Um boicote contra a mídia havia sido imposto pelo Exército iraquiano, restringindo severamente o acesso de jornalistas ao front.

Mas os meses que estive embutido com a polícia federal nas linhas de frente de Mossul e a confiança que esses soldados tiveram em mim permitiram que eu estivesse presente naquele momento.

No entanto, testemunhar as consequências da última batalha contra a milícia do Estado Islâmico não aconteceu sem que eu sofresse ameaças de prisão e, por fim, fosse forçado a deixar o local sob a promessa de disparos vindos de um comandante das forças especiais do Exército.

O dia 17 de julho marcava exatamente uma semana desde que o premiê iraquiano, Haider al-Abadi, havia estado em Mossul para declarar oficialmente a vitória sobre a facção terrorista que durante três anos controlou a cidade e chegou a ameaçar invadir a capital, Bagdá.

A necessidade de uma "armadilha" para eliminar combatentes do Estado Islâmico ainda ativos na cidade, porém, deixava claro que a declaração de vitória, se não fosse prematura, havia sido feita para servir a algo outro à verdade.

MÍSSEIS

A poucas centenas de metros corrente acima, soldados das forças especiais iraquianas ainda combatiam os últimos militantes do Estado Islâmico.

Os disparos de seus fuzis só foram abafados com a chegada de um helicóptero do Exército que, com voos rasantes e mergulhos agudos, disparava mísseis e rajadas de metralhadora contra um determinado ponto também às margens do rio Tigre.

Os ataques aéreos duraram menos de uma hora. Em um vídeo divulgado em redes sociais pelo Exército, uma câmera instalada no helicóptero mostra como alguns poucos sobreviventes foram mortos enquanto tentavam inutilmente se esconder dos disparos e explosões.

Eufóricos com a iminência de uma vitória definitiva, soldados de todos os batalhões começaram a festejar enquanto observavam o que parecia ser um show de acrobacias aéreas a poucos metros de seus olhos.

Uma nuvem de poeira fina se levantou, irritando ainda mais os olhos e as narinas de todos.
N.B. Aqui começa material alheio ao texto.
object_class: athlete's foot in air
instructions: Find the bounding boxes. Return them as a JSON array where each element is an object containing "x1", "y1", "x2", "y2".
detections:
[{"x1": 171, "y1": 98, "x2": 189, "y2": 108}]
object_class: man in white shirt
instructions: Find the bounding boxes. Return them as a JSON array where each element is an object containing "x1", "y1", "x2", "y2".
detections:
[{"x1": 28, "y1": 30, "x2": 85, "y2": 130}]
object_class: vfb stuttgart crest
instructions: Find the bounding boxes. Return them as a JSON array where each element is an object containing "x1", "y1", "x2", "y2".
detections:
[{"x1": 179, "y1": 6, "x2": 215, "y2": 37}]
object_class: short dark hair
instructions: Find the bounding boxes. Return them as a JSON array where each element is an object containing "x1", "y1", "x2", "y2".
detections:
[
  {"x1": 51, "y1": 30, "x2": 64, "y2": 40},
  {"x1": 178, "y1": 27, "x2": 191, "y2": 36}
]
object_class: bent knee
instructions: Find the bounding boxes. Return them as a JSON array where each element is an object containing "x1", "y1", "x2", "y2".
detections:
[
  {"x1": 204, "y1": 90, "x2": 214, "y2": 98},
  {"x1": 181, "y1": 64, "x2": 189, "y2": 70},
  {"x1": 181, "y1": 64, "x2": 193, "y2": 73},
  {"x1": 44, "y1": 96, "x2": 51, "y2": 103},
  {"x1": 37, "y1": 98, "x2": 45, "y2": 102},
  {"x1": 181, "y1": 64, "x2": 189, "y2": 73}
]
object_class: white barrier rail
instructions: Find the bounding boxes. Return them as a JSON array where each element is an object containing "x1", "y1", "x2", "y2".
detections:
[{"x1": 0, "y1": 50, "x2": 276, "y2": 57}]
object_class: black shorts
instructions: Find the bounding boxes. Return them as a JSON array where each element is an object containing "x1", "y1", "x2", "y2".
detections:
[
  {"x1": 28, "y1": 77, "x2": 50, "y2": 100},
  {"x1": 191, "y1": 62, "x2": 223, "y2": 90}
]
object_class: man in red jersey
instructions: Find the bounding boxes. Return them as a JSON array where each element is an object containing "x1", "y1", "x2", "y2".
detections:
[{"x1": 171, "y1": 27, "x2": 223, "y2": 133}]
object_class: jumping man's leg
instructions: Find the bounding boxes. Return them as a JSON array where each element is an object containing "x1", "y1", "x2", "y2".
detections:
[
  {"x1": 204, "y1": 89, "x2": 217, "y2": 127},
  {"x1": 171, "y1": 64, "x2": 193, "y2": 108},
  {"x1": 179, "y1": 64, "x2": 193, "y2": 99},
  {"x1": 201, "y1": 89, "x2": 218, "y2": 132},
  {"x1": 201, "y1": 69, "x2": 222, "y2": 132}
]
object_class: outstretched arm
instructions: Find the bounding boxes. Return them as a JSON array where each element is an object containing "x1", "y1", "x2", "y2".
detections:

Um jovem soldado usando uma bandeira iraquiana como se fosse uma capa de super-herói e dois companheiros escalavam as ruínas dos prédios destruídos para chegar ao ponto recém-conquistado.

Braços, pernas, cabeças, centenas de corpos inteiros ou destroçados, decompondo há muito ou há pouco tempo, estavam espalhados por todas as partes, por cima e embaixo de um enorme amontoado de escombros.

A cena onde os últimos combatentes do Estado Islâmico e suas famílias foram mortos só poderia ser comparada a um inferno.

Soldados reviravam com pressa todo o entulho ao redor, buscando armas e documentos sem se importar com o fato de que praticamente todos os seus passos eram sobre os corpos dos terroristas, mas também sobre os corpos de mulheres e crianças.

A menos de dois metros de tocar as águas do rio Tigre, o corpo sujo de um bebê vestindo apenas uma camiseta camuflada ainda estava inteiro jogado debaixo de pedaços de metal e arame farpado.
Seu nascimento e sua morte haviam ocorrido há pouco.

Sob seus pés, um retrato colorido de um homem jovem que não aparentava ser iraquiano. O corpo ressecado pelo sol de uma mulher estendida em forma de crucifixo e os corpos mutilados de pelo menos outras quatro crianças mais velhas estavam a poucos metros de distância. Seriam eles seu pai, sua mãe e seus irmãos e irmãs?

Como se tivessem marcado um encontro para caminhar de mãos dadas, a gestação daquela criança e as ofensivas militares que derrotaram o EI em Mossul haviam começado nove meses antes.
Agora, continuam aqueles que nascem e vivem com as consequências de crimes cometidos para que uma paz embrionária possa também um dia existir no Iraque.